Barzago, il racconto del piccolo Alvin: "Mamma mi è morta accanto"

Il bimbo rapito e portato in Siria ascoltato dagli investigatori del Ros e al pm Alberto Nobil

L'arrivo di Alvin in paese

L'arrivo di Alvin in paese

Barzago (Lecco), 14 novembre 2019 - Era asserragliato anche lui a Baghuz, a pochi chilometri di distanza dal confine con l'Iraq, ultima roccaforte sull’Eufrate degli jihadisti del Califfato, quando i soldati kurdi filo-americani e di Damasco, appoggiati dai militari statunitensi, hanno lanciato la definitiva controffensiva contro i miliziani di Daesh. E’ lì, probabilmente tra febbraio e marzo sebbene non si ricordi di preciso il periodo ma solo che “faceva molto caldo”, che Alvin, che adesso ha 11 anni e finalmente è di nuovo casa, ha visto la madre 39enne, che nel dicembre 2014 lo ha rapito da Barzago, morire dilaniata dalle bombe con il compagno che aveva scelto come suo nuovo padre e ai suoi due nuovi fratellini più piccoli.
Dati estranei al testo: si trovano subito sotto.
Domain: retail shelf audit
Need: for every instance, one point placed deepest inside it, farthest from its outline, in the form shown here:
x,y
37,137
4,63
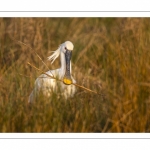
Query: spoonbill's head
x,y
67,50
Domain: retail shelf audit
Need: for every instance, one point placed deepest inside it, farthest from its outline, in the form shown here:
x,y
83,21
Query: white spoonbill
x,y
47,85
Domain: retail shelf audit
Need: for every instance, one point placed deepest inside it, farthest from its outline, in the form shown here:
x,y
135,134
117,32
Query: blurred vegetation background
x,y
111,56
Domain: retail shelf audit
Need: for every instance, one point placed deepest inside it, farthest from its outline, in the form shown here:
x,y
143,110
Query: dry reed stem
x,y
33,51
62,81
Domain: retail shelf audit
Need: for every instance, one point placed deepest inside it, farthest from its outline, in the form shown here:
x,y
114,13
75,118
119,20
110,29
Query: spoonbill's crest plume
x,y
68,45
47,85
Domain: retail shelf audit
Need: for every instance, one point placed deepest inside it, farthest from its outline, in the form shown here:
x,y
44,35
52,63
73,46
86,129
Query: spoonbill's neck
x,y
63,64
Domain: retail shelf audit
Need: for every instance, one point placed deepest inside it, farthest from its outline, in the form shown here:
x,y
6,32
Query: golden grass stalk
x,y
82,87
32,51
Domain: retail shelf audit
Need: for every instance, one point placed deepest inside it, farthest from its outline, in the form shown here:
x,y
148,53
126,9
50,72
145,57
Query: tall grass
x,y
111,56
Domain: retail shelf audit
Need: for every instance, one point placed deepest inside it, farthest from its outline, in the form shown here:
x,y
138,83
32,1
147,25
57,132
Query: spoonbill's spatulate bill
x,y
47,85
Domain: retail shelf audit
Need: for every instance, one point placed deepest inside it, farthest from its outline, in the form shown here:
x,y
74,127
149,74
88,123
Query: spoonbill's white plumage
x,y
47,85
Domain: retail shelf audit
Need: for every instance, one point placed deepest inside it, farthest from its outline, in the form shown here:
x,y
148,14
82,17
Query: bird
x,y
47,85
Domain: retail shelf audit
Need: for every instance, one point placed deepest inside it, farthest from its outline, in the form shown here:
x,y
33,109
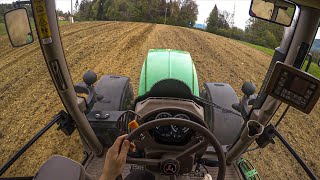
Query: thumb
x,y
124,149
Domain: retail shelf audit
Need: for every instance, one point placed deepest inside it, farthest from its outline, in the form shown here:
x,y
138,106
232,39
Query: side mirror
x,y
276,11
18,27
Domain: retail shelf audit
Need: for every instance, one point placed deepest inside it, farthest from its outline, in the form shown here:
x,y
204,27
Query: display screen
x,y
299,85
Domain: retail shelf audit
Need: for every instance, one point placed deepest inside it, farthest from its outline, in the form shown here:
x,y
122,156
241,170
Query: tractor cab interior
x,y
179,130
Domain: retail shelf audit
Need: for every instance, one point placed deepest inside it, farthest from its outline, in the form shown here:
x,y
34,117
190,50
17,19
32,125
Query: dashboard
x,y
171,135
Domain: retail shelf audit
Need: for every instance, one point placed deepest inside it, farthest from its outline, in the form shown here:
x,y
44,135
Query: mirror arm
x,y
19,3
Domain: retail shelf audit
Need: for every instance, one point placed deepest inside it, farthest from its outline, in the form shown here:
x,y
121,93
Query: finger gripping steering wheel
x,y
172,164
“Io ero vicino a lei, ma mamma è morta nel bombardamento”, ha confermato e raccontato quest'oggi il ragazzino agli investigatori del Ros e al pm Alberto Nobili del pool antiterrorismo che lo hanno ascoltato durante un'audizione protetta. Lui è miracolosamente sopravvissuto, ma in quel remoto angolo di Medio Oriente ha quasi perso una gamba. I volontari della Mezzaluna rossa sono riusciti a ridurre la frattura che ha rimediato nell’esplosione che ha sterminato quella che era la sua famiglia di laggiù, gli hanno steccato l’arto con bendaggi di fortuna e hanno evitato che la ferita si infettasse, per poi trasferirlo nel campo profughi di Al Hole, da dove è stato tratto in salvo solo settimana scorsa. Nei prossimi giorni per quella ferita verrà ricoverato e operato.
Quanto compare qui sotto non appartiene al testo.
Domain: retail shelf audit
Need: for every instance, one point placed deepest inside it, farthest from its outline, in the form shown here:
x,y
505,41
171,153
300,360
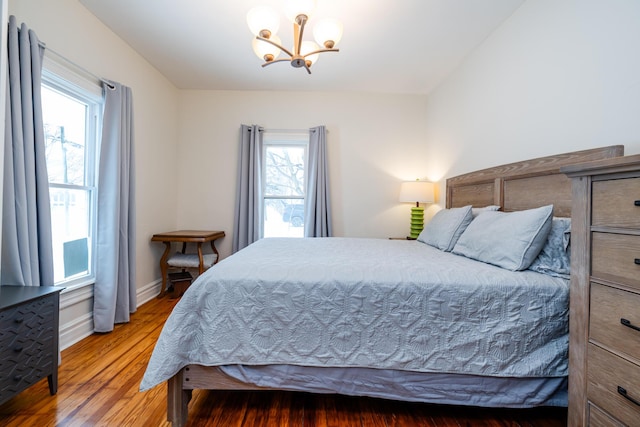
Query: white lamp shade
x,y
262,48
327,29
293,8
263,18
416,191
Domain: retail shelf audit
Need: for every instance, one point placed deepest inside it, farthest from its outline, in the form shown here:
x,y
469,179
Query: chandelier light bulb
x,y
266,51
328,32
294,8
263,21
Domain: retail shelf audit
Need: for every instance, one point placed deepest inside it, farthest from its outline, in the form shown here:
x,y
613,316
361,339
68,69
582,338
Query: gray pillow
x,y
555,257
510,240
478,211
445,228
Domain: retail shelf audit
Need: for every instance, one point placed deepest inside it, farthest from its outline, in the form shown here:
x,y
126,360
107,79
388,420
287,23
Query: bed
x,y
429,321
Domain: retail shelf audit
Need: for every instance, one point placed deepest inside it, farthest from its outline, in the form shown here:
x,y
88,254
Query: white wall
x,y
69,29
558,76
374,143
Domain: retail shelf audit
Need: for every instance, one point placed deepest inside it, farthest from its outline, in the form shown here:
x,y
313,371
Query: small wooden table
x,y
185,236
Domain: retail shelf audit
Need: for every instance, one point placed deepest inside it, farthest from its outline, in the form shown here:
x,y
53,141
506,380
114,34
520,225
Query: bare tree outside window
x,y
285,169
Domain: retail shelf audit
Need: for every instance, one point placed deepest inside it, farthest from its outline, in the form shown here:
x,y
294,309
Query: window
x,y
285,160
72,111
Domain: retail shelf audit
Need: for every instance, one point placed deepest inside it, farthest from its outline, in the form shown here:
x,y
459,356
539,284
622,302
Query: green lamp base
x,y
417,221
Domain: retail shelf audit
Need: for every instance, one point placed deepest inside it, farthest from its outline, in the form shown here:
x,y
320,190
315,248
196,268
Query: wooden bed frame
x,y
515,186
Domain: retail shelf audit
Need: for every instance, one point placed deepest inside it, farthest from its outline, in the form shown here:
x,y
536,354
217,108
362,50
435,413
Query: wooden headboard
x,y
524,185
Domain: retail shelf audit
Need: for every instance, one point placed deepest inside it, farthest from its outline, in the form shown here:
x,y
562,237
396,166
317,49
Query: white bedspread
x,y
374,303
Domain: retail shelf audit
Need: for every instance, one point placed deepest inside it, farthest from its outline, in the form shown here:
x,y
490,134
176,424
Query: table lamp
x,y
415,192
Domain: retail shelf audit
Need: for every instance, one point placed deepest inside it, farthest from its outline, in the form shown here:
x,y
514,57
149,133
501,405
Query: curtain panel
x,y
317,222
248,213
27,250
115,287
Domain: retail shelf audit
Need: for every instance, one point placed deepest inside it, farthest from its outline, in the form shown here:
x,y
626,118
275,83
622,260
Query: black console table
x,y
29,329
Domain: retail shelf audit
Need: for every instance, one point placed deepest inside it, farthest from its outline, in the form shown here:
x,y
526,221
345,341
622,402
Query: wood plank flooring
x,y
99,379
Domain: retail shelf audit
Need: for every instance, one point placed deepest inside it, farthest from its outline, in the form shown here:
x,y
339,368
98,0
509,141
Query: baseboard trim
x,y
80,327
Durante il periodo di convalescenza alcuni cooperanti internazionali lo hanno ripreso nelle scene di un documentario per testimoniare la situazione nell’immensa prigione a cielo aperto per i reduci dello Stato islamico: le immagini, acquisite agli atti dell'inchiesta, lo mostrano con la gamba immobilizzata, il calcagno gonfio, il corpo ricoperto di lividi e scavato dalla denutrizione, con una flebo al braccio. “Sto nel campo e aspetto che passi il tempo, aspetto e aspetto”, ha confidato davanti alle telecamere. “Me lo sono fatto a Baghuz”, ha risposto invece a chi gli ha domandato di quel tallone grosso come un melone. Nonostante la madre lo abbia “portato via mentre le due sorelle più grandi erano a scuola” lei gli manca. Durante l'audizione, in cui è stato assistito da una psicologa dell'infanzia, si è commosso ricordando quei tragici momenti, l'emozione, il ricordo, il dolore e lo shock hanno preso il sopravvento e gli investigatori e il magistrato hanno preferito non insistere oltre perché non avrebbe retto. Lo sentiranno più avanti, tra un mese, una volta dimesso e dopo che si sarà tranquillizzato.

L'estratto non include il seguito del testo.